Мама, которая уже приноровилась жить без меня, рассказывает в простом будничном режиме: нормально все, нормально, лень, мигрень, ходила на горячую йогу, приготовила яблочный штрудель на рисовом тесте; я отвечаю ей скорбной горячей гарью на рисовом тексте, процарапывая лезвием сердца или памяти о нем эту полупрозрачную цифровую бумагу небытия – хотелось бы мне попробовать этот штрудель! Выцарапать его на пульсирующей невозможности мясного горячего сердцебиения.

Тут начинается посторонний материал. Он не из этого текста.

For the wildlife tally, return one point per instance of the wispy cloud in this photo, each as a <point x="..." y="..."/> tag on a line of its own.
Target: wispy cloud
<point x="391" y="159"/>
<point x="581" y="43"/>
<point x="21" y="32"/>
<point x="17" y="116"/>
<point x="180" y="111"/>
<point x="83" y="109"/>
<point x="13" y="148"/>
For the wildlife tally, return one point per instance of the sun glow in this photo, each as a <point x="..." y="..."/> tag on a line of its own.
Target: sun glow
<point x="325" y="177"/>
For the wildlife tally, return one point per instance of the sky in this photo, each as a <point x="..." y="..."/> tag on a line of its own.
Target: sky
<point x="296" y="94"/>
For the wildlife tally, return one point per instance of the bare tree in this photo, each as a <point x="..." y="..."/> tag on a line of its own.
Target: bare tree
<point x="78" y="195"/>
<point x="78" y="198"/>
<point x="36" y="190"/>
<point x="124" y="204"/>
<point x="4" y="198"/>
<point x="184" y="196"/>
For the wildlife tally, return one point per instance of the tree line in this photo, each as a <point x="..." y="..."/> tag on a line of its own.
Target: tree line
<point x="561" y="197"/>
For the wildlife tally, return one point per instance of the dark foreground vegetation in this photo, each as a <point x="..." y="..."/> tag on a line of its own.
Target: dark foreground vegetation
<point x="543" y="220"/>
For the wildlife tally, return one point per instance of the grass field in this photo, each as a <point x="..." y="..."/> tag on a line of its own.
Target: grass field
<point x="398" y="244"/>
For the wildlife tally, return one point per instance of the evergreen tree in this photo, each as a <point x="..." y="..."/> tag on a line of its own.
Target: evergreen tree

Ничего не выйдет: пока я жила, мама такие не готовила. Или готовила, но тщательно от меня скрывала – быть может, она готовила для себя, или для Э., или даже для отца, периодически до сих пор заходящего к ним с Э. в гости; в любом случае доступа к новой сенсорной, запаховой, пищевой информации у меня нет. Все, что мне остается, – это текст и немного любви.

Знала бы, что умру так рано, – носилась бы повсюду как собака (почему я снова вспомнила собаку?), хаотично вбирая все возможные сенсорные впечатления. Объездила бы весь мир, попробовала бы все штрудели Вселенной, пролистала бы все книги, к которым захочу вернуться в состоянии небытия.

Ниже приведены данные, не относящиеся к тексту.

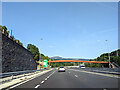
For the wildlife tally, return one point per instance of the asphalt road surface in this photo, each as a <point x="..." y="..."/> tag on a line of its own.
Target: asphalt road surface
<point x="71" y="79"/>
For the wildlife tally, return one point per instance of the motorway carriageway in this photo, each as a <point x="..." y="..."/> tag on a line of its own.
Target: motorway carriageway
<point x="70" y="79"/>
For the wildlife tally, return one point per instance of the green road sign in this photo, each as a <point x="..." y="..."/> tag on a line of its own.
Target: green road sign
<point x="44" y="63"/>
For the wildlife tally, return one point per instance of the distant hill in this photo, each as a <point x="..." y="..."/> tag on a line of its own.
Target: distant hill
<point x="61" y="58"/>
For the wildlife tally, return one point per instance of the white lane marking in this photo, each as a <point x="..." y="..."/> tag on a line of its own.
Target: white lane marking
<point x="107" y="75"/>
<point x="37" y="86"/>
<point x="42" y="82"/>
<point x="76" y="76"/>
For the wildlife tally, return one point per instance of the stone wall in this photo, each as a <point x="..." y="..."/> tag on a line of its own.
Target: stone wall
<point x="15" y="57"/>
<point x="0" y="51"/>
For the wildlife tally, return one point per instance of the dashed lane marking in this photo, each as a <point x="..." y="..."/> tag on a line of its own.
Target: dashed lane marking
<point x="37" y="86"/>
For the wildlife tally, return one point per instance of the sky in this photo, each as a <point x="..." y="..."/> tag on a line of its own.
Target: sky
<point x="67" y="29"/>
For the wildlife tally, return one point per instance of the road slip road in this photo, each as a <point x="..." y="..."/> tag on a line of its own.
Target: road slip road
<point x="70" y="79"/>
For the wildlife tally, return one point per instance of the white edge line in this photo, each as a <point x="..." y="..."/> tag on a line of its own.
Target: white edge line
<point x="42" y="81"/>
<point x="37" y="86"/>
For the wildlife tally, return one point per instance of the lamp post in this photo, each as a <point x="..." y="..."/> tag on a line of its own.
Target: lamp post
<point x="108" y="53"/>
<point x="40" y="56"/>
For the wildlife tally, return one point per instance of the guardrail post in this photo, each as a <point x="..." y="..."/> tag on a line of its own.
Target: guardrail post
<point x="11" y="77"/>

Я отхлебываю чай – это обычная бело-кремовая чашечка с автоподогревом из «Икеи». Иногда бывает черная чашечка с эмблемой колледжа Бард и надписью «Место, чтобы думать». Теперь весь мир – если это мир – место, чтобы думать. Больше ничего делать в нем мы не можем.

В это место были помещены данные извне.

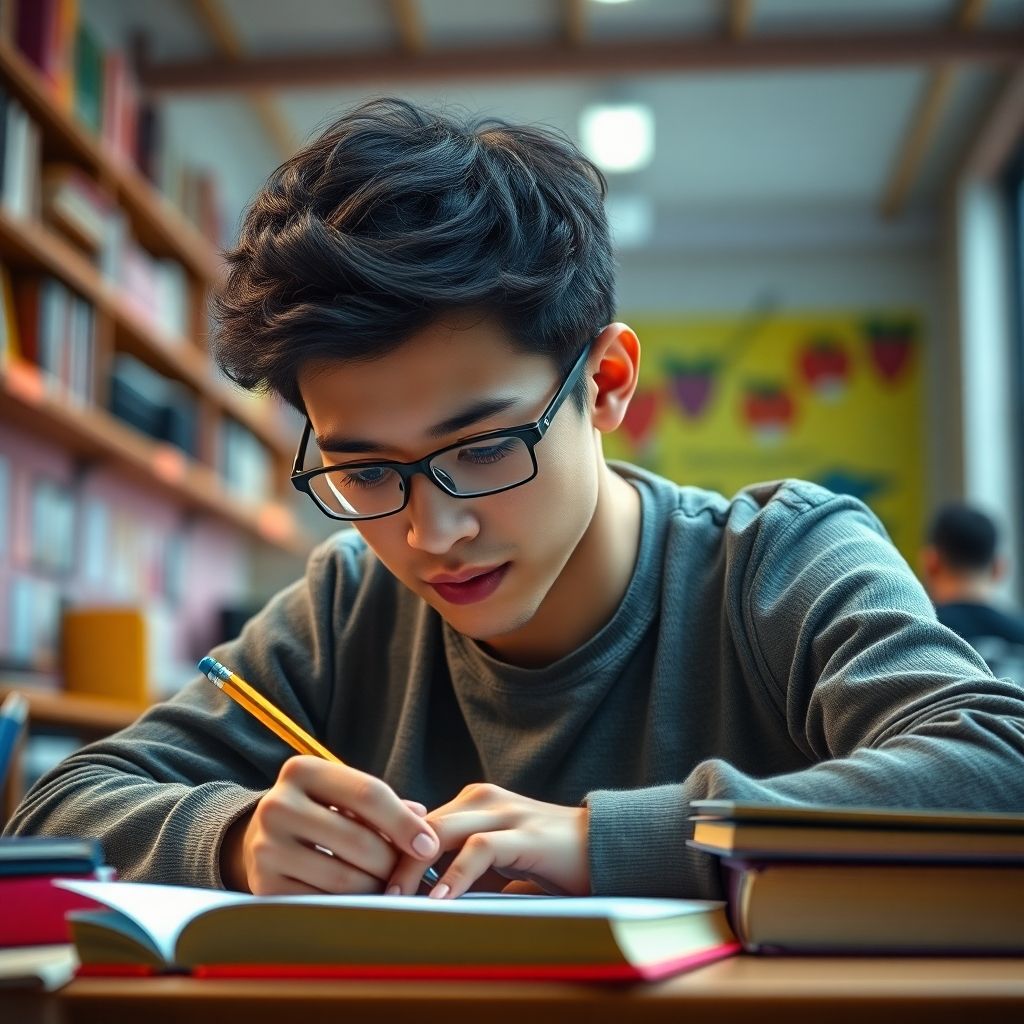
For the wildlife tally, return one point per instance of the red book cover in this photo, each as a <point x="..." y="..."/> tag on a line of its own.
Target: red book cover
<point x="34" y="909"/>
<point x="35" y="20"/>
<point x="466" y="972"/>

Вещей, как я уже говорила, у меня было немного, и все – субъективные. Вещи, которые ранее присутствовали в моей жизни и о которых я помню. Они существуют только в моем присутствии, когда я направляю на них рассеянный луч фонового, бокового внимания. Если бы кто-то ворвался ко мне в квартиру в мое отсутствие, он бы увидел здесь лишь тени, паутинки вещей – какие-то крупнее, какие-то слабее: контуры, абрисы, вещевые объемы, услужливо наполняемые чужой, пришлой памятью, как пустые голодные холщовые мешки. Наверняка он смог бы самостоятельно подогреть чай (возможно, чайник был бы почти неразличимого цвета либо спонтанный мой гость увидел бы на его месте некий свой чайник из персонального чайного опыта, весь обожженный вспоминанием, только-только из печи памяти), даже выпить его из чашечки с эмблемой колледжа Бард – моя память о колледже настолько прочная и местами травматичная, что чашечка не потеряет для постороннего гостя ни щербинки, ни царапинки, он даже может, не разобравшись, принять ее за объективную вещь (возможно, объективные вещи так и возникают, но мы еще не до конца в этом разобрались, поэтому я не буду забегать вперед, раз уж забежала назад) и похитить, – но беда в том, что, как только я вернусь домой, чашечка все равно будет на месте со всеми ее щербинками. Похитил – значит, сделал копию. Ничего нельзя ни у кого украсть, все остается на своих местах, потому что место всего – мы сами.